Illinois Minors No Longer Have to Ask for Permission to Get an Abortion

Expanding how minors can access abortion is part of a bigger plan to make Illinois an abortion haven.

Illinois Minors No Longer Have to Ask for Permission to Get an Abortion
Photo:Scott Olson (Getty Images)

After nine long years, minors are no longer required to go before a judge to request an abortion in Illinois. On Wednesday, the Parental Notice of Abortion Act (PNA) was officially repealed, allowing people under 18 to fully access reproductive healthcare on their own terms.

Since August 2013, young people in Illinois were required to either get permission from an adult in charge of them (anything from a legal guardian to a grandparent) or try to convince a judge that they are mature enough to have an abortion. The law was passed in 1995, but the ACLU was able to keep it out of effect until 2013.

“This is a fight the ACLU of Illinois has been involved in for almost 50 years. Almost as soon as Roe v. Wade decision was announced. For decades the ACLU of Illinois was able to go to court and get injunctions,” ACLU of Illinois staff attorney Emily Werth told Jezebel. That’s when “our legal strategies ran its course in 2013 despite our best efforts to prevent it,” Werth said.

When the law went into effect, the legal organization started the Judicial Bypass Coordination Project. Its efforts to inform and represent minors seeking abortion ultimately helped file and grant more than 625 petitions to obtain judicial bypass waivers. Only one person’s petition was denied.

In December 2021, Illinois Gov. Pritzker (D) signed the Youth Health and Safety Act into law, which included a repeal of the PNA. Now, the ACLU of Illinois and other reproductive rights organizations are continuing to look ahead, especially as the summer will likely see the dismantling of Roe v. Wade.

Illinois lawmakers and abortion advocates have worked together to make the state a haven in a post-Roe world. “I think it’s interesting that Illinois is thought of a bastion or haven, but that is the result of 50 years of really hard fought effort by ACLU of Illinois and our partners,” Werth told Jezebel.

Some of that work was undoing Illinois’s pioneering anti-abortion laws from the 70s and 80s like waiting periods and parental and spousal consent laws. “The ACLU was able to get those blunted or get consent degrees so they weren’t fully enacted, but we had a lot of really bad laws on the books.
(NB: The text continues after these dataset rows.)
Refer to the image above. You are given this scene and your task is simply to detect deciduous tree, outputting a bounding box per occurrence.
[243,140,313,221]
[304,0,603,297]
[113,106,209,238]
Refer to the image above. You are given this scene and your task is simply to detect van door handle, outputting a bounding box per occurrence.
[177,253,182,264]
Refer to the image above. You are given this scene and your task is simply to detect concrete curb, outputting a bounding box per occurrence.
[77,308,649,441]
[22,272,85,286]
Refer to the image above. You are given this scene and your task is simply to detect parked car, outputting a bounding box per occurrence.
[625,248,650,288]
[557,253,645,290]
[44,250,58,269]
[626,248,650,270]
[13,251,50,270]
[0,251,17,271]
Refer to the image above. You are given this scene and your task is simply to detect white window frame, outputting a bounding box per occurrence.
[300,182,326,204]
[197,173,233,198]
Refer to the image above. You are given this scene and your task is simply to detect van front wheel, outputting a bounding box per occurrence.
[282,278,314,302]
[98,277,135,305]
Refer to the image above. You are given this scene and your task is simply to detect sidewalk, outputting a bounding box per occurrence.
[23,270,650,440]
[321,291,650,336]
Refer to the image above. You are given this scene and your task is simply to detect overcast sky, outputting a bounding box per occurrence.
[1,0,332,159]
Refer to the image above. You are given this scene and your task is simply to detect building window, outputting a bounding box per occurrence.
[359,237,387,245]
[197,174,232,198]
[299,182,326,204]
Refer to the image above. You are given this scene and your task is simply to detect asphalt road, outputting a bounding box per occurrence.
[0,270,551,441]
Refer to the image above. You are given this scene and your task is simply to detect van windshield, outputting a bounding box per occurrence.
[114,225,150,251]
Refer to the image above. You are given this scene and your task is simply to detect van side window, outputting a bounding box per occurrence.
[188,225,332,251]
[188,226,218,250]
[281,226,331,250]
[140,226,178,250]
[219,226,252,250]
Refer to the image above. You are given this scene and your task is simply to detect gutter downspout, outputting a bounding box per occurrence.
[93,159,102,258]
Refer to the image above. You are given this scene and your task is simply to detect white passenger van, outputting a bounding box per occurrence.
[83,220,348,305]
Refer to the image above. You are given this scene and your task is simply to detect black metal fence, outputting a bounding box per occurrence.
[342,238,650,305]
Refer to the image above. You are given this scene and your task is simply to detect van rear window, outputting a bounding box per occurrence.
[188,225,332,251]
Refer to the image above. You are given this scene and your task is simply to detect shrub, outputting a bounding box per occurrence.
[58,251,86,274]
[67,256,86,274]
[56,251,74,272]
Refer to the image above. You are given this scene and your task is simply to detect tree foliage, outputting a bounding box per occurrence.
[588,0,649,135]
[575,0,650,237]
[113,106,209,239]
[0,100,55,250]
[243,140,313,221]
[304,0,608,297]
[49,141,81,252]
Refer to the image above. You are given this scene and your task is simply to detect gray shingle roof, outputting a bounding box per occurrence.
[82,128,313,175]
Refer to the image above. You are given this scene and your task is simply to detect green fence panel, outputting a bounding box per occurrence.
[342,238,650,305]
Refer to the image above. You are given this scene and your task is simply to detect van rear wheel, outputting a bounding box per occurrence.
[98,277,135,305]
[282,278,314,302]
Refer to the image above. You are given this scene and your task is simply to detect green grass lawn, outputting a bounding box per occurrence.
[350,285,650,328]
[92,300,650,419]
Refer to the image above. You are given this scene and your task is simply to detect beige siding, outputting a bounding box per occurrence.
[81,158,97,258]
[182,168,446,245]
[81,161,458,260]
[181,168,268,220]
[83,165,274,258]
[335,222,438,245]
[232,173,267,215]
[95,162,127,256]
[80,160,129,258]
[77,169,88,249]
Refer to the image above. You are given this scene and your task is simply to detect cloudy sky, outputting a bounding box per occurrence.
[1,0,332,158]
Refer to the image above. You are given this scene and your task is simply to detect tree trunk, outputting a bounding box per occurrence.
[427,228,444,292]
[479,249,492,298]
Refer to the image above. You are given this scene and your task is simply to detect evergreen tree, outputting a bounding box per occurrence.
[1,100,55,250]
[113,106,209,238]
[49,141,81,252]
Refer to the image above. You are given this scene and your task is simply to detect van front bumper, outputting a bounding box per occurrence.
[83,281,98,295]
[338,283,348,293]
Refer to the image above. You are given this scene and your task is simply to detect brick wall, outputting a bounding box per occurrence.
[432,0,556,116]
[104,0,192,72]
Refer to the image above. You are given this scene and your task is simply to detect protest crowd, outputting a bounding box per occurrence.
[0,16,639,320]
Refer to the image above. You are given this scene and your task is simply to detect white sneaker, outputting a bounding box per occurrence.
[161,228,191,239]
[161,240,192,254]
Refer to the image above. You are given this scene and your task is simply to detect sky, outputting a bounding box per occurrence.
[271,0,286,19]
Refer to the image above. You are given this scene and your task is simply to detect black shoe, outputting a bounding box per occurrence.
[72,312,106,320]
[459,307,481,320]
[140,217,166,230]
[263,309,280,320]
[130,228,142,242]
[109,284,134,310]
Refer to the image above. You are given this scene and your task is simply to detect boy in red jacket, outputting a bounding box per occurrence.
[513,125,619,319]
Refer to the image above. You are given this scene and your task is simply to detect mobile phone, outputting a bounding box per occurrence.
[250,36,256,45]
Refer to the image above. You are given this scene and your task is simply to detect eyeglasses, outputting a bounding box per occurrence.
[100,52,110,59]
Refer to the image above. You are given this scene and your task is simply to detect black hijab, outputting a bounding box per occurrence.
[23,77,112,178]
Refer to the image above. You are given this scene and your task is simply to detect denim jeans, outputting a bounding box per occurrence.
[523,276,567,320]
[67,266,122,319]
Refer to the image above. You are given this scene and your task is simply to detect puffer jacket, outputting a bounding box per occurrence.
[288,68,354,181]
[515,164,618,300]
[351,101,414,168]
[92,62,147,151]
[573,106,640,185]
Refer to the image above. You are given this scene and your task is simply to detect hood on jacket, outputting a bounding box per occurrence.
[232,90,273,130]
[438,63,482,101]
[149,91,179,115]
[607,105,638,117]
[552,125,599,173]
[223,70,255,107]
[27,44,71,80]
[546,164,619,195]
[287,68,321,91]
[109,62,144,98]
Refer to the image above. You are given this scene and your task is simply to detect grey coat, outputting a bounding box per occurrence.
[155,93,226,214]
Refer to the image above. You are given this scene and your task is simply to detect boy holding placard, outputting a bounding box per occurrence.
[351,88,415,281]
We’ve worked over the past decade or so to undo so that Illinois laws support abortion access,” Werth told Jezebel.

Seeing the long struggle to get full reproductive rights to minors marks a long-awaited victory for the ACLU of Illinois and other reproductive rights organizations. It’s added to the state’s removal of a trigger law that would’ve outlawed abortion if Roe was overturned, expanded state Medicaid coverage to include abortion, require most private insurance providers to cover abortion, and enshrine abortion access. “We’re working toward the potential overturning of Roe,” she said.

Before Wednesday, abortion was the only medical service during pregnancy that was singled out for minors. They could choose to carry a pregnancy to term without parental permission or choose to give a child up for adoption. Now, with the expiration of the law, abortion is put on the same level as other parts of reproductive healthcare—and keeps young people out of unnecessary and possibly traumatic judicial processes.

This law will give minors, especially those at risk due to abuse, neglect, or estrangement, power back over their lives. Advocates for Youth found that most teens seeking abortion care choose to involve their parents anyway. Those who choose to involve an adult still can. “Nothing about that changes between yesterday and today,” Werth told Jezebel. “What does is those young people who aren’t going to be put in the untenable choice of involving an adult or going through this potentially traumatic court case.”